Di suatu jaman, di suatu tempat. Di suatu siang, di atas bukit dengan
rumput-rumput hijau yang terpotong rapi, terdapat puluhan hewan ternak
yang tampak sedang asyik merumput.
“Hei, kawan apa kabar?!” Sapa seorang lelaki berusia pertengahan dengan tiba-tiba pada seorang pemuda tanggung yang sedang berteduh tak jauh dari hewan-hewan tersebut.
Pemuda tersebut terkejut oleh tepukan di bahunya yang keras, segera menoleh ke sumber suara. Matanya menjadi terbelalak. Ia tak percaya pada tatapannya. Seseorang yang telah lama tak dijumpainya tiba-tiba muncul di hadapannya.
“Kau! Si pengembara bukan? Astaga, telah lama sekali dari waktu itu! Apa kabarmu, sekarang?” tanyanya hampir memekik saking semangatnya, lalu segera merangkul orang di hadapannya.
Lelaki itu tertawa, membalas rangkulan sobat lamanya. “Hahaha. Sudah lama, eh? Kabarku baik-baik saja. Tak ada yang terlalu menarik. Bagaimana denganmu, sobat? Tampak tak ada perubahan juga, eh, setelah sekian tahun tak berjumpa?
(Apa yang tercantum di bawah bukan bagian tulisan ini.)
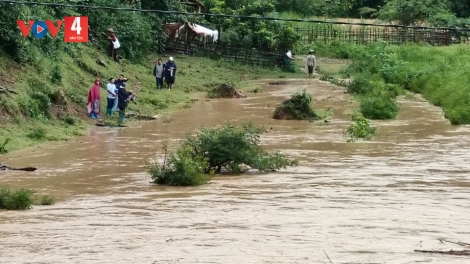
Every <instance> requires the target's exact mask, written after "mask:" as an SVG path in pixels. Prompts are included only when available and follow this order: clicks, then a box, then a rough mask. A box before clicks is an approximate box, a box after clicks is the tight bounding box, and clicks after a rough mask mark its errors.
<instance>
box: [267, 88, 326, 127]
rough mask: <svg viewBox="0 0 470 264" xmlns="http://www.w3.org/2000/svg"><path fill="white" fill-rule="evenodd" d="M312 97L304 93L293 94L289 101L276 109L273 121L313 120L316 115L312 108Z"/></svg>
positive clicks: (280, 104)
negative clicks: (291, 120) (280, 120)
mask: <svg viewBox="0 0 470 264" xmlns="http://www.w3.org/2000/svg"><path fill="white" fill-rule="evenodd" d="M312 101H313V100H312V96H311V95H310V94H308V93H306V91H305V89H304V90H303V92H302V93H299V92H297V93H295V94H294V95H292V97H291V98H290V99H287V100H285V101H284V102H283V103H282V104H280V105H278V106H277V107H276V110H275V111H274V115H273V118H274V119H284V120H315V119H318V115H317V114H316V113H315V111H314V110H313V108H312Z"/></svg>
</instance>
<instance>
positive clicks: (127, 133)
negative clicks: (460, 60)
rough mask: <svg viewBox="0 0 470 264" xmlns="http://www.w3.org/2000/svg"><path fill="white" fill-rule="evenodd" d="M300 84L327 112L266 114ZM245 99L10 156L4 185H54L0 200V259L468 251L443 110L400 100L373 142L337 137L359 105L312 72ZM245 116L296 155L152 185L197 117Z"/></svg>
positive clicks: (95, 257) (76, 261)
mask: <svg viewBox="0 0 470 264" xmlns="http://www.w3.org/2000/svg"><path fill="white" fill-rule="evenodd" d="M304 88H305V89H307V91H308V92H309V93H311V94H312V96H313V97H314V99H315V104H314V106H315V107H316V108H318V109H327V108H329V107H331V108H332V109H333V112H334V116H333V117H331V118H329V121H330V122H308V121H279V120H272V119H271V117H272V114H273V111H274V107H275V106H276V105H277V104H279V103H280V102H282V101H283V100H284V99H286V98H288V97H289V96H290V95H291V94H292V93H293V92H295V91H300V90H301V89H304ZM263 90H264V92H263V93H259V94H254V95H251V96H249V98H246V99H221V100H210V101H206V100H205V99H201V100H199V101H197V102H196V103H195V104H194V106H193V107H192V108H190V109H187V110H183V111H180V112H178V113H175V114H172V115H171V118H164V119H161V120H157V121H149V122H142V123H136V124H134V125H132V126H131V127H128V128H94V129H93V131H92V132H91V134H90V135H89V136H85V137H79V138H75V139H73V140H70V141H68V142H59V143H51V144H47V145H43V146H42V147H40V148H33V149H29V150H24V151H19V152H15V153H12V154H9V155H7V156H6V159H5V161H6V162H7V163H8V165H10V166H15V167H22V166H36V167H38V168H39V169H38V171H36V172H32V173H31V172H16V171H8V172H0V185H4V184H7V185H10V186H12V187H27V188H33V189H35V190H36V191H38V193H40V194H49V195H51V196H53V197H54V198H55V199H56V201H57V203H56V204H55V205H52V206H34V208H33V209H31V210H27V211H0V263H54V264H56V263H80V264H88V263H100V264H104V263H139V264H140V263H144V264H146V263H148V264H151V263H222V264H231V263H237V264H249V263H334V264H338V263H467V264H468V263H470V257H469V256H467V257H466V256H449V255H440V254H429V253H419V252H414V250H450V249H454V250H464V249H465V248H462V247H460V246H458V245H455V244H450V243H441V242H439V239H448V240H451V241H455V242H457V241H459V242H467V243H470V214H469V212H470V202H469V201H470V174H469V172H470V155H469V150H468V149H469V147H470V137H469V136H470V132H469V127H466V126H451V125H450V124H449V122H448V121H447V120H445V119H444V117H443V113H442V111H441V109H440V108H436V107H433V106H431V105H430V104H429V103H427V102H426V101H424V100H422V99H420V97H419V96H417V97H416V98H415V99H413V100H410V99H405V98H401V99H400V100H399V102H400V105H401V113H400V115H399V116H398V118H397V119H396V120H391V121H380V122H376V121H374V122H373V125H374V126H377V127H378V130H377V136H376V138H375V139H374V140H373V141H369V142H356V143H347V142H346V139H345V137H344V131H345V130H346V129H347V127H348V126H349V124H350V121H349V120H350V114H351V109H352V108H353V107H354V106H357V103H355V102H353V101H352V100H351V99H350V98H349V97H348V95H346V94H344V92H343V91H344V89H343V88H339V87H333V86H331V85H329V84H326V83H324V82H320V81H317V80H301V81H299V80H297V81H294V80H290V81H288V83H287V84H283V85H282V84H281V85H264V86H263ZM248 120H252V121H253V122H255V123H256V124H259V125H264V126H266V127H267V128H268V129H269V130H270V131H269V133H267V134H265V135H264V137H263V145H264V146H265V147H266V148H267V149H277V150H281V151H282V152H284V153H287V154H289V155H290V156H291V157H295V158H297V159H299V161H300V164H299V166H298V167H295V168H290V169H288V170H283V171H280V172H277V173H270V174H254V173H253V174H249V175H244V176H238V177H235V176H224V177H217V178H215V179H214V181H213V182H212V183H211V184H207V185H204V186H200V187H188V188H187V187H183V188H181V187H180V188H178V187H167V186H157V185H153V184H151V183H150V178H149V177H148V176H147V175H146V172H145V171H146V168H145V166H146V165H145V164H146V161H147V160H149V159H151V158H153V157H154V156H155V153H161V146H162V143H163V142H170V143H176V142H177V140H179V139H181V138H182V137H183V136H184V135H185V133H188V132H195V131H196V130H197V129H198V128H199V127H201V126H214V125H220V124H223V123H224V122H227V121H232V122H239V123H241V122H245V121H248Z"/></svg>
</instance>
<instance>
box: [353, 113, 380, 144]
mask: <svg viewBox="0 0 470 264" xmlns="http://www.w3.org/2000/svg"><path fill="white" fill-rule="evenodd" d="M352 121H354V123H352V124H351V126H349V128H348V129H347V130H346V135H347V136H349V139H348V142H354V141H356V140H358V139H360V138H361V139H365V140H369V139H371V138H372V136H373V135H374V134H375V127H371V126H370V121H369V120H368V119H367V118H365V117H363V116H361V115H357V114H354V115H353V116H352Z"/></svg>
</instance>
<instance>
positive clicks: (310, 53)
mask: <svg viewBox="0 0 470 264" xmlns="http://www.w3.org/2000/svg"><path fill="white" fill-rule="evenodd" d="M316 67H317V59H316V58H315V51H314V50H310V51H309V52H308V55H307V69H308V77H312V75H313V71H314V70H315V68H316Z"/></svg>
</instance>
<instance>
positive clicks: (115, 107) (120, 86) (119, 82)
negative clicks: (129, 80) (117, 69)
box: [113, 74, 127, 113]
mask: <svg viewBox="0 0 470 264" xmlns="http://www.w3.org/2000/svg"><path fill="white" fill-rule="evenodd" d="M126 82H127V78H124V75H122V74H121V75H119V78H118V79H117V80H116V81H115V82H114V85H116V94H117V93H118V91H119V88H120V87H121V86H126ZM118 103H119V97H116V99H115V100H114V106H113V113H114V112H116V111H119V105H118Z"/></svg>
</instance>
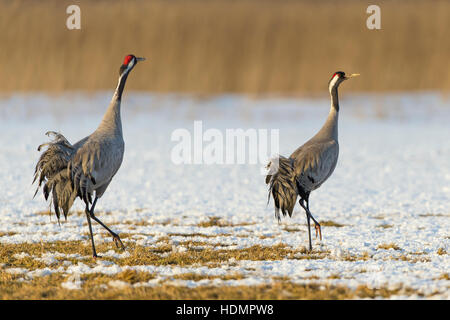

Masih asyik jadi pengembala?” tanyanya sambil terbahak lepas
Pemuda pengembala ikut tertawa kecil. Sambil melepas rangkulannya, ia menatap lelaki itu sambil tersenyum. “Tak ada yang berubah, huh? Mungkin tidak seperti yang kelihatannya. Hehe,” ia menjawab santai. “Kabarku baik-baik saja, Tuan. Terima kasih telah berkenan menjumpaiku lagi di ujung dunia ini”
Pengembara mengibaskan tangannya, menepis ucapan sang pemuda. “Ah, kau ini, masih saja senang berprosa. Haha. Kau tau, setelah melakukan perjalanan lagi sekian lama, tetap saja aku tidak menemukan orang sepertimu di manapun. Karena itu beberapa waktu lalu aku mendadak merindukanmu, dan taraaa..disinilah aku berada sekarang!” ujarnya lantang dan bersemangat.
Pemuda itu tersenyum, “Hidup bebas yang terlihat menyenangkan, Tuan”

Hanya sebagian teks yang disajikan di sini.